1014-1016 6th Street - T.J. and Mary McCarver House
This house features a large central portion that is 1-1/2 stories high with a one story wing projecting out to the west. A small projection also extends to the east from the southeast corner. All of these elements are covered by gable roofs with enclosed eaves and wide frieze and rake boards. The main body of the house faces north with a hipped porch running the full width of the front gable. This hip is supported by decorative turned columns, with two engaged columns framing the porch at the house. The house is clad with drop siding finished with cornerboards throughout. The windows are predominantly 4/4 double-hung wood sash with plain board surrounds and minimal hood moldings. The small extension to the east features 1/1 double-hung wood sashes with board trim. A small gable is located at the north side of the west wing, covering a second entrance to the house. A garage is located at the southeast corner of this lot, featuring drop siding, a gable roof, and six-pane fixed sashes.

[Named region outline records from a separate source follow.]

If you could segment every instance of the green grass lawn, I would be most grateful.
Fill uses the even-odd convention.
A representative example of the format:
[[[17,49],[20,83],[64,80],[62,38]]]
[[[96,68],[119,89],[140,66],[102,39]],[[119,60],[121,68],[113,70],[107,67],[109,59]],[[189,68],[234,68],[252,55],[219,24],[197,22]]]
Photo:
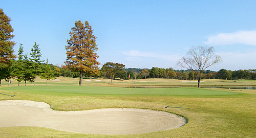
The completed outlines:
[[[152,79],[148,81],[153,82]],[[221,83],[218,80],[216,81]],[[0,95],[0,100],[18,99],[45,102],[55,110],[65,111],[111,107],[151,109],[182,116],[188,119],[188,123],[172,130],[124,135],[77,134],[35,127],[5,127],[0,128],[0,137],[256,136],[255,90],[131,88],[129,91],[129,88],[125,87],[65,85],[68,82],[56,82],[56,85],[49,86],[1,86],[1,93],[16,96],[11,98]],[[119,82],[127,83],[123,82]],[[166,83],[165,80],[157,81],[161,82]],[[52,83],[54,85],[55,82]],[[63,85],[58,85],[57,83],[63,83]],[[106,84],[105,82],[101,83],[90,82],[83,84]],[[183,82],[177,80],[174,83],[183,85]],[[225,83],[233,82],[229,81]],[[254,83],[253,81],[247,83],[241,81],[243,85]],[[146,84],[145,82],[142,83]],[[167,105],[189,108],[164,108]]]

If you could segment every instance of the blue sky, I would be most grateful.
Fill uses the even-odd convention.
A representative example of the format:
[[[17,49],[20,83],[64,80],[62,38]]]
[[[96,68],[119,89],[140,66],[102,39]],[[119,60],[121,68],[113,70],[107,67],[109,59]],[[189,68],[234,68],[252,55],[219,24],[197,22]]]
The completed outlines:
[[[173,67],[193,46],[213,46],[222,62],[208,69],[256,68],[256,1],[2,1],[17,43],[59,66],[76,20],[97,37],[98,61],[126,68]],[[102,66],[101,65],[100,66]]]

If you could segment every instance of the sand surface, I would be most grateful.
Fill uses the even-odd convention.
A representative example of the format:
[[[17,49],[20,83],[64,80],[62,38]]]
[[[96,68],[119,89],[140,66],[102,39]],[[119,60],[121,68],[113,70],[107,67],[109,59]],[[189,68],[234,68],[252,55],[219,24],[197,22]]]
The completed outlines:
[[[185,118],[164,111],[106,108],[59,111],[44,102],[0,101],[0,127],[36,126],[76,133],[127,134],[172,129],[186,124]]]

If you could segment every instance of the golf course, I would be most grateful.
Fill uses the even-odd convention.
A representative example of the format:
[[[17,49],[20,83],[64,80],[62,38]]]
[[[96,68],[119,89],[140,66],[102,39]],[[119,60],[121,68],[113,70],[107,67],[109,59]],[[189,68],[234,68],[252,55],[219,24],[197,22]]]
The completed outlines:
[[[68,125],[66,124],[65,127],[67,128],[66,129],[54,128],[54,126],[57,126],[54,125],[55,123],[51,124],[53,126],[52,127],[51,125],[44,127],[37,126],[36,125],[2,126],[0,128],[1,136],[256,136],[256,90],[217,88],[221,86],[255,86],[256,81],[254,80],[203,80],[201,86],[207,88],[200,88],[196,87],[197,83],[196,80],[146,79],[131,80],[129,82],[129,80],[114,80],[113,84],[111,84],[110,80],[108,79],[84,78],[83,86],[77,86],[78,81],[78,78],[61,77],[48,81],[48,85],[46,86],[45,80],[37,78],[35,86],[33,86],[33,83],[29,83],[25,86],[24,83],[22,82],[19,87],[14,80],[11,81],[9,86],[7,82],[3,82],[0,87],[0,93],[8,95],[0,95],[0,104],[2,106],[1,109],[6,109],[8,112],[15,114],[14,111],[11,109],[16,109],[18,111],[17,108],[19,108],[19,110],[22,110],[23,106],[28,104],[25,102],[28,101],[36,105],[35,107],[38,107],[43,105],[45,107],[39,107],[45,108],[45,110],[51,110],[52,112],[56,112],[54,113],[57,114],[72,114],[76,111],[78,111],[78,114],[86,111],[100,112],[101,114],[91,116],[98,117],[98,119],[95,120],[104,119],[101,118],[111,116],[112,118],[107,119],[105,121],[106,122],[104,122],[107,124],[104,124],[105,127],[110,128],[117,126],[122,128],[122,124],[126,124],[121,122],[122,121],[128,122],[130,121],[128,120],[130,118],[138,119],[138,122],[143,123],[143,124],[145,126],[142,126],[141,128],[147,128],[147,130],[154,127],[159,128],[161,127],[161,124],[172,123],[165,120],[166,118],[163,116],[163,114],[166,114],[166,116],[175,115],[183,119],[185,124],[174,128],[168,128],[168,127],[164,128],[163,127],[162,130],[158,130],[157,129],[150,132],[146,130],[140,132],[139,126],[131,124],[131,126],[126,127],[129,128],[127,130],[123,128],[122,130],[119,131],[119,133],[108,133],[106,131],[105,133],[101,133],[94,132],[95,131],[93,132],[76,131],[76,125],[72,125],[72,122],[77,120],[78,122],[82,121],[82,119],[76,117],[76,121],[75,118],[68,121],[67,117],[63,117],[59,118],[58,122],[70,122],[70,124],[67,124]],[[14,95],[15,96],[11,97]],[[8,101],[9,103],[1,104],[1,103],[6,101]],[[12,101],[12,104],[10,104]],[[17,103],[14,104],[15,102],[18,102],[19,104]],[[22,102],[24,103],[20,105]],[[9,105],[12,105],[12,106],[9,107]],[[20,107],[15,108],[15,106]],[[167,106],[169,106],[166,107]],[[32,112],[35,110],[35,108],[30,109],[31,114],[33,114]],[[118,114],[118,118],[113,113],[108,114],[108,111],[113,112],[113,110],[115,113],[122,112],[123,114]],[[9,124],[21,123],[23,120],[26,120],[25,117],[21,118],[20,120],[17,118],[15,118],[13,114],[3,116],[3,111],[1,110],[1,112],[2,114],[0,120],[10,122],[8,123]],[[137,114],[140,112],[144,112],[144,116]],[[134,114],[127,114],[131,112],[134,112]],[[146,115],[145,112],[150,112],[148,114],[150,115]],[[29,112],[27,113],[29,114]],[[35,119],[44,119],[44,115],[38,114],[35,115],[37,116],[34,117]],[[152,119],[143,118],[146,116],[152,116]],[[168,120],[168,116],[166,117],[166,120]],[[154,120],[158,119],[158,122],[162,120],[166,123],[161,123],[158,126],[159,124],[152,125],[156,123],[155,122],[146,121],[146,119],[153,120],[153,118]],[[170,120],[172,118],[169,117],[169,119]],[[45,119],[48,120],[47,118]],[[36,121],[41,123],[44,122],[41,120]],[[115,124],[111,124],[112,122]],[[102,124],[99,124],[98,129],[100,132],[100,129],[103,130],[104,126]],[[72,129],[69,128],[69,127],[73,127],[74,130],[69,131]],[[93,127],[97,129],[97,125],[93,124],[84,127],[88,128],[87,129],[89,130]],[[137,131],[134,131],[136,129]],[[129,133],[130,131],[131,132]]]

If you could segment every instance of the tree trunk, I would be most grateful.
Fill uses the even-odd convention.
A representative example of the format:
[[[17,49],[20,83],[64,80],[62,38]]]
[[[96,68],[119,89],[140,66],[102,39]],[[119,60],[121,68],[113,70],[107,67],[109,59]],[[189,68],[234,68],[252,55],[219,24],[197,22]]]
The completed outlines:
[[[198,81],[198,84],[197,85],[197,87],[200,88],[200,80],[198,79],[197,81]]]
[[[79,75],[79,86],[82,85],[82,72],[80,71],[80,75]]]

Statement of Significance: Clackamas County purchased this property (Lots 1-8) from the Oregon Territory in 1855. It was sold in 1865 by Daniel and Eloisa Harvey to Rachael Bacon, and sold by them the same year to Thomas J. (1833-1881) and Mary McCarver. The son of General Morton McCarver, Thomas crossed the plains with his family in 1843. The elder McCarver was elected a member of the wagon trail council. Peter H. Burnett was the captain. Burnett and McCarver laid out Linnton, OR. McCarver had earlier founded Burlington, Iowa and later started Tacoma, WA. He served as speaker of the Legislature Committee that met in Oregon City in 1844. He suggested that General Sutter lay out a town site. Sutter agreed and employed McCarver and Burnett to take care of the matter, hence Sacramento. The younger McCarver returned to the Midwest and married Mary E. Goodlive (? - 1918). With their child, Francis, they crossed the plains in 1854. Thomas McCarver was active in county politics. He also served as deputy sheriff and city recorder and operated a saloon in Oregon City. The property was sold in 1919 by H. S. Anderson (County judge) to W. W. Myers. Lots 1 and 2 were sold by Frances A. Myers to Lottie Dillman in 1938, and taken over from Lottie by Robert and Wilmetta Dillman thirty years later. The Dillman's lived there until 1977.